I don't think you crossed any lines in your question. I think it's a Holiday weekend and everyone is enjoying time with family rather than online here. Which begs the question why I'm here... ;)
To answer your question, and it's a valid one, I think the final result should be pt driven. While Nashville isn't Beverly Hills, we have our fair share of AARP citizens with Joan Rivers-type plastic surgery. They seem to love the stretched to the max skin. While I think it's over the top and in no way natural, they love it. Like you, most of my older pt's just want function. They could care less if the shade is off or the incised edges aren't perfectly symmetrical. But I do have those that want the smile/teeth they had in their youth. For those patients, it's nice to have the skills to satisfy their request.
On 5/27/2017 at 1:38 pm, Charles LoGiudice said...Is there any discussion? Or, did I ask a politically incorrect question?

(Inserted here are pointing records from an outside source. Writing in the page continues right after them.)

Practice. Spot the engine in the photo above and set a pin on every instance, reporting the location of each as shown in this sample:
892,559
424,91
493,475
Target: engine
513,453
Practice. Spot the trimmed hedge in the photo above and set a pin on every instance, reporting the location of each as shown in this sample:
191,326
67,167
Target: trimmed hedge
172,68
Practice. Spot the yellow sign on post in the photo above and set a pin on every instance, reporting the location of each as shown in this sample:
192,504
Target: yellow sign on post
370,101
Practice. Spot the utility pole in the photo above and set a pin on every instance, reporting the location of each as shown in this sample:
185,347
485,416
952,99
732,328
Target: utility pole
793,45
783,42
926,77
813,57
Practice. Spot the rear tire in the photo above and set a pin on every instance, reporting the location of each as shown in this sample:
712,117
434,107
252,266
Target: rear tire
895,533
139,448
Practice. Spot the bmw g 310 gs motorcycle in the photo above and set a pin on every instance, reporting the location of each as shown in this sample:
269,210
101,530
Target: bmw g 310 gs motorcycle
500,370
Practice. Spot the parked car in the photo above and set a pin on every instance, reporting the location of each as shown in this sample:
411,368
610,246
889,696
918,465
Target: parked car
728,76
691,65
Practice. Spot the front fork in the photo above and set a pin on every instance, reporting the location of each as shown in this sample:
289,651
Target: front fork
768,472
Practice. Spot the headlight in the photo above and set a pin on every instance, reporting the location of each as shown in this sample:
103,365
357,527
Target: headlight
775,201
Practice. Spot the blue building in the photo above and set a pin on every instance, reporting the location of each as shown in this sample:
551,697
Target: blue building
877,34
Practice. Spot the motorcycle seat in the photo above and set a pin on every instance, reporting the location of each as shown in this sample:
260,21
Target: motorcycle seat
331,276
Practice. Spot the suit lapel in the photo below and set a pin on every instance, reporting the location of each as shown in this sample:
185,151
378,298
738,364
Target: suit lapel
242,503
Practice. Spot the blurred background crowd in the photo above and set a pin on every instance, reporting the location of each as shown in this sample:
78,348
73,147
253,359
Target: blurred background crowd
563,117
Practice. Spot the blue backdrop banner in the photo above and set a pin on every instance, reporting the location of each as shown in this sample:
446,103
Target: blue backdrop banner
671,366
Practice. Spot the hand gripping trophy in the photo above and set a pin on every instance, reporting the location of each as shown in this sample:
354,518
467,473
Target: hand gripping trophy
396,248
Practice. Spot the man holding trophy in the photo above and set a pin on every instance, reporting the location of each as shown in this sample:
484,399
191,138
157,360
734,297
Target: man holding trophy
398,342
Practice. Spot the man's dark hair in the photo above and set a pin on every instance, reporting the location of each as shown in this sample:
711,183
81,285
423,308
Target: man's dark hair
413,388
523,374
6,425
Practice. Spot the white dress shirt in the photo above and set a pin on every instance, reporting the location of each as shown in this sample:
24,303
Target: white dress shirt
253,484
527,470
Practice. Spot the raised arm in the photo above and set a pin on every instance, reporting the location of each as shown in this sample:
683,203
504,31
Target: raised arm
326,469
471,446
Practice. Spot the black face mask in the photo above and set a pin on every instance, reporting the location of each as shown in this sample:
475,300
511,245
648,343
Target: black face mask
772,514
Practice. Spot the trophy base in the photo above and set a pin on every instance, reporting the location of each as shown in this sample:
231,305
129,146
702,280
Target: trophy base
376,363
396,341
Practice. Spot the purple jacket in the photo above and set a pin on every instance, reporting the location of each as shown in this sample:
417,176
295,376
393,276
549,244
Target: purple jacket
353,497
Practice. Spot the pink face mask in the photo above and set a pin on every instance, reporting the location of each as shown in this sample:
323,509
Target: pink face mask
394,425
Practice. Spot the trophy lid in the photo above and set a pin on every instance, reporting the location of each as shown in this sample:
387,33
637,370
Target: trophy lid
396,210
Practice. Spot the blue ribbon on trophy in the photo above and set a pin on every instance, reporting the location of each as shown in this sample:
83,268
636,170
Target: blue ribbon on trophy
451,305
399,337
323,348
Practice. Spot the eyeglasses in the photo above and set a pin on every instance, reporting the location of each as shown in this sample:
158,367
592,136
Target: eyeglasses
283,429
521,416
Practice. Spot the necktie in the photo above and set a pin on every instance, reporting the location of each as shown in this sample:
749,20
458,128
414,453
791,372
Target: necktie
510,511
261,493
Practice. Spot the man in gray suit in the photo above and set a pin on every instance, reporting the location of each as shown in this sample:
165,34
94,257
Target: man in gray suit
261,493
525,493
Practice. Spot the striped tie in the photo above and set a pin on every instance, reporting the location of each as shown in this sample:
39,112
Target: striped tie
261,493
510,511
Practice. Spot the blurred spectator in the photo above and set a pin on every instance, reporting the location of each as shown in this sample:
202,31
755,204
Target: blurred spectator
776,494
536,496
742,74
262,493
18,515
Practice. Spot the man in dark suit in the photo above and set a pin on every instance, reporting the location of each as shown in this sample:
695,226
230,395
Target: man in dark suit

Haha, I don't think it was politically incorrect,
Sorry Chuck, was with the family through the holiday weekend and didn't have a lot of time to write a response. Steve described these cases I did pretty well. I agree that giving a youthful tooth back to someone 60+ years in age is not ideal; however, this is more times than not what patients want. So how I have done these cases in the past is:
1. Get a waxup from a lab including patients age, gender, etc... Also, write up what the patient is going for. I try and have this discussion with photos helping drive the conversation. Waxup comes back , patient approves.
2. Transfer it to the mouth. Even though I'll take the final impression/scan that day as well as my biocopy folder, I still have the patient test drive the case. I tell them after the first week, I want them to be critical and ask family/friends what they think. If something isnt right I'll make adjustments in the mouth, cut out those areas in the biocopy and rescan. So it could be an evolving mockup. When they approve it we are good to go from a shape/contour/function standpoint.
3. The shade/color is the biggest problem in my opinion. Patients always want whiter teeth than they need. We have all wore our sunglasses when we deliver some of these cases even if they are from the lab. I'll show photos, hide certain shade tabs, etc... just to try and direct a patient to the correct color.
Even with all of this, like Steve said, patients want what they want. I look at these cases as their teeth are worn or have failing restorations and I need to restore them (not to a 25 year old tooth hopefully). Patients look at it as I want these teeth (picture of themselves from when they are 25). So I think it's a balancing act, but in the end most of us will give them more esthetically pleasing teeth because that is what they are paying for. Most of this is cosmetic anyway because insurance wont pick any of this up.
Hope that makes sense, but I struggle with this as well.